One downside to this proposal is that the srcset="" attribute takes a
microsyntax, and as a rule we try to avoid novel microsyntaxes in
attribute values. I think this particular microsyntax is pretty
straightforward and shouldn't cause all that much confusion for authors.
I think this is preferable to adding a suite of attributes with complex
inter-relationships, such as in Anselm Hannemann's proposal from last
August[3]. In such a proposal, we would either need to have a pre-
approved list of image scales (like Anselm's xs, s, m, l, xl), which
over-constrains designers' ability to create, or we would be introducing
user data into attribute names which—with the one exception of the
data-*="" attributes—is something I really don't think we should do.
Some have argued that we should "just use conneg" to serve the best
image.

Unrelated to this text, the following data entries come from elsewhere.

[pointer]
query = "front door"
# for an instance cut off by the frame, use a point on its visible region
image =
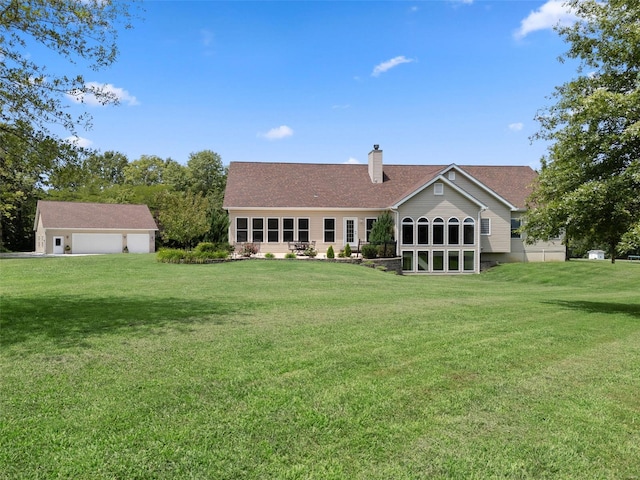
(58, 245)
(351, 232)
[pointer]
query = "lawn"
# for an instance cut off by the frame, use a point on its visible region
(123, 368)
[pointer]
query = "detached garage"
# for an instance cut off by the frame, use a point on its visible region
(73, 227)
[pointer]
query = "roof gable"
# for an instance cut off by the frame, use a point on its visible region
(440, 178)
(94, 216)
(303, 185)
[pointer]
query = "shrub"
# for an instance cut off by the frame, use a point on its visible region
(205, 247)
(170, 255)
(387, 250)
(214, 247)
(249, 249)
(382, 229)
(369, 251)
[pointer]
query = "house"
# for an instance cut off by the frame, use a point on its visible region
(72, 227)
(596, 254)
(448, 218)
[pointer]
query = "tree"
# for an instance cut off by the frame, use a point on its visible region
(147, 170)
(183, 217)
(207, 175)
(32, 96)
(382, 229)
(589, 184)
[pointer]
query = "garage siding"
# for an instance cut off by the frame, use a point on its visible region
(138, 242)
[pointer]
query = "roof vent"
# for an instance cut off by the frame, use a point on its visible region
(375, 164)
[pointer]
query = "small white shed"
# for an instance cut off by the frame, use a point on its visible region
(596, 254)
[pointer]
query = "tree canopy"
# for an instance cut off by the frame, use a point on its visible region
(589, 183)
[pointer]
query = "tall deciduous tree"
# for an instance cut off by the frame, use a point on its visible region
(183, 217)
(589, 184)
(32, 96)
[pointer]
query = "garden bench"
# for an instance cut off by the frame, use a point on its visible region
(300, 247)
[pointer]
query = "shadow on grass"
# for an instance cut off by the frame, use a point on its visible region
(68, 321)
(599, 307)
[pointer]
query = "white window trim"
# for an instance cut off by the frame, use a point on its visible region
(488, 220)
(324, 229)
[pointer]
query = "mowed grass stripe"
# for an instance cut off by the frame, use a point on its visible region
(119, 367)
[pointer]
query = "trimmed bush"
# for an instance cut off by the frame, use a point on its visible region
(369, 251)
(214, 247)
(170, 255)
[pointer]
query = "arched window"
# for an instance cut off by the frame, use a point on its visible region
(438, 231)
(469, 231)
(407, 231)
(453, 231)
(423, 231)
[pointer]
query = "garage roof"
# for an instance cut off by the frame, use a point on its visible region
(94, 216)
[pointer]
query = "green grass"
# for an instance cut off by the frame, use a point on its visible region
(121, 367)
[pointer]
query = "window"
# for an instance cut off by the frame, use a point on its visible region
(423, 261)
(454, 260)
(516, 223)
(407, 260)
(287, 230)
(257, 229)
(370, 222)
(423, 231)
(303, 229)
(407, 231)
(242, 229)
(438, 231)
(273, 230)
(453, 231)
(485, 226)
(468, 260)
(438, 261)
(329, 230)
(469, 231)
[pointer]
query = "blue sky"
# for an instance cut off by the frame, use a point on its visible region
(431, 82)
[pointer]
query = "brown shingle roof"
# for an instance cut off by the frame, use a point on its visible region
(95, 215)
(306, 185)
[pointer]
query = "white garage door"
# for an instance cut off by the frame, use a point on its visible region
(138, 242)
(97, 243)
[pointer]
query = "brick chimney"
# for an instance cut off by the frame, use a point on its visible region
(375, 164)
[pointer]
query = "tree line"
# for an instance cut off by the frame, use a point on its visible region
(186, 200)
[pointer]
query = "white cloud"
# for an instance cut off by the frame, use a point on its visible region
(549, 15)
(277, 133)
(389, 64)
(79, 141)
(97, 93)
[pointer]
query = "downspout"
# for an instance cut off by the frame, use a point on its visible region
(479, 238)
(395, 227)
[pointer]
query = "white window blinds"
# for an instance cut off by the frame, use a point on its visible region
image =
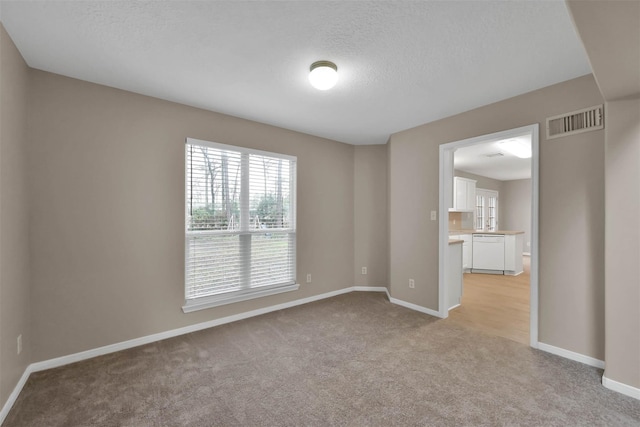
(240, 238)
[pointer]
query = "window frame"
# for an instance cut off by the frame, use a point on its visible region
(245, 293)
(486, 195)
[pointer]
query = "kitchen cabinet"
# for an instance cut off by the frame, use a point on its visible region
(498, 252)
(464, 194)
(467, 250)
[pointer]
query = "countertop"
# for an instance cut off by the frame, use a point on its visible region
(505, 232)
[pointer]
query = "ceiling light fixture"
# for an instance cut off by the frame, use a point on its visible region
(323, 75)
(517, 148)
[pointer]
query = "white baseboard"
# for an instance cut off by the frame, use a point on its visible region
(571, 355)
(124, 345)
(415, 307)
(14, 394)
(625, 389)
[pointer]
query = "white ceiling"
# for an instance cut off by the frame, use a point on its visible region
(401, 63)
(482, 159)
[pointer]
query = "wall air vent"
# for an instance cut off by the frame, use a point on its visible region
(584, 120)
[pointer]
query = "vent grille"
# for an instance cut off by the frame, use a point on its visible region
(585, 120)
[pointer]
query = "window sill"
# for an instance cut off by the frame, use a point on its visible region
(223, 299)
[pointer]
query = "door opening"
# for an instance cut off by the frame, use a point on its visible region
(485, 215)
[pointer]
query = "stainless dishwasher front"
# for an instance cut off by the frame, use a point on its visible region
(488, 252)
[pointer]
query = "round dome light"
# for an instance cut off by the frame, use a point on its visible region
(323, 75)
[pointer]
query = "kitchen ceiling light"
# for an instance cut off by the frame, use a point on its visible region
(517, 148)
(323, 75)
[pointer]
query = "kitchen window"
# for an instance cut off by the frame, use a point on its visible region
(486, 218)
(240, 224)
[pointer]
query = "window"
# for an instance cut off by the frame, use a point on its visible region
(240, 224)
(486, 210)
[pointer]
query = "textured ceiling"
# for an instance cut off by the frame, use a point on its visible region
(401, 64)
(482, 159)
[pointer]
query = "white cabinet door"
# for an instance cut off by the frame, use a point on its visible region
(467, 252)
(513, 245)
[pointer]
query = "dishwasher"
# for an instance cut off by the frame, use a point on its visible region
(488, 252)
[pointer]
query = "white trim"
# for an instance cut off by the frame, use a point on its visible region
(571, 355)
(623, 388)
(124, 345)
(371, 289)
(445, 177)
(14, 394)
(222, 299)
(416, 307)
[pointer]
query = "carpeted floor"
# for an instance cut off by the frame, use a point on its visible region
(353, 360)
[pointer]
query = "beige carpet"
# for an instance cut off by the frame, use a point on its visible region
(353, 360)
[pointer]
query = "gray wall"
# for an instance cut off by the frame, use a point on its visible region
(14, 252)
(571, 211)
(370, 210)
(623, 242)
(601, 25)
(483, 182)
(515, 208)
(107, 212)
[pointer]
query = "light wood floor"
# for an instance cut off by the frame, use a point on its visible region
(497, 305)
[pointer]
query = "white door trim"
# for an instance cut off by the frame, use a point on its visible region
(445, 200)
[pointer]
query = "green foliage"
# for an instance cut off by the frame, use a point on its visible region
(206, 218)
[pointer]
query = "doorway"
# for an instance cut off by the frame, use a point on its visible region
(446, 201)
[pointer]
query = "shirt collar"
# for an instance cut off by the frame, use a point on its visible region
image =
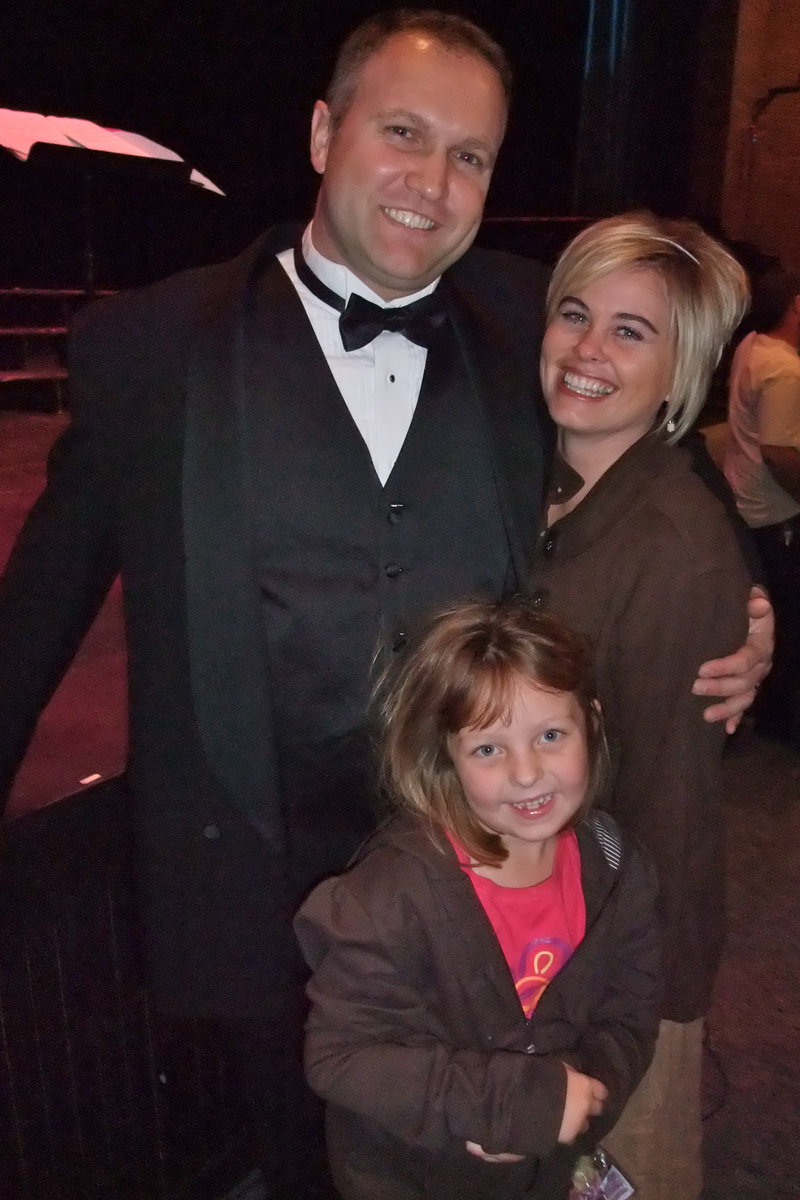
(565, 481)
(341, 279)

This isn't an acceptable solution for at least three reasons:
* The server doesn't have all of the relevant information needed to
pick the best image, and sending that information with every image
asset request is bandwidth-intensive and enables increased user
fingerprinting.
* HTML is used in a lot of contexts, such as in EPUB, in which there's
no server to negotiate with in the first place.[4]
* The UA should be able to "swap out" one asset for another
transparently after the page has loaded. For instance, the UA might
want to swap things out when the user zooms in.
I also think this approach is better than minting a new image element,
but I'll make that argument in another email.
Ted
1. "What responsive image problem? Just use SVG!" :)
2. I've proposed image-set() for CSS4 Images. Here's the relevant post
to www-style:
http://lists.w3.org/Archives/Public/www-style/2012Feb/1103.html
An implementation of image-set() has recently landed in WebKit.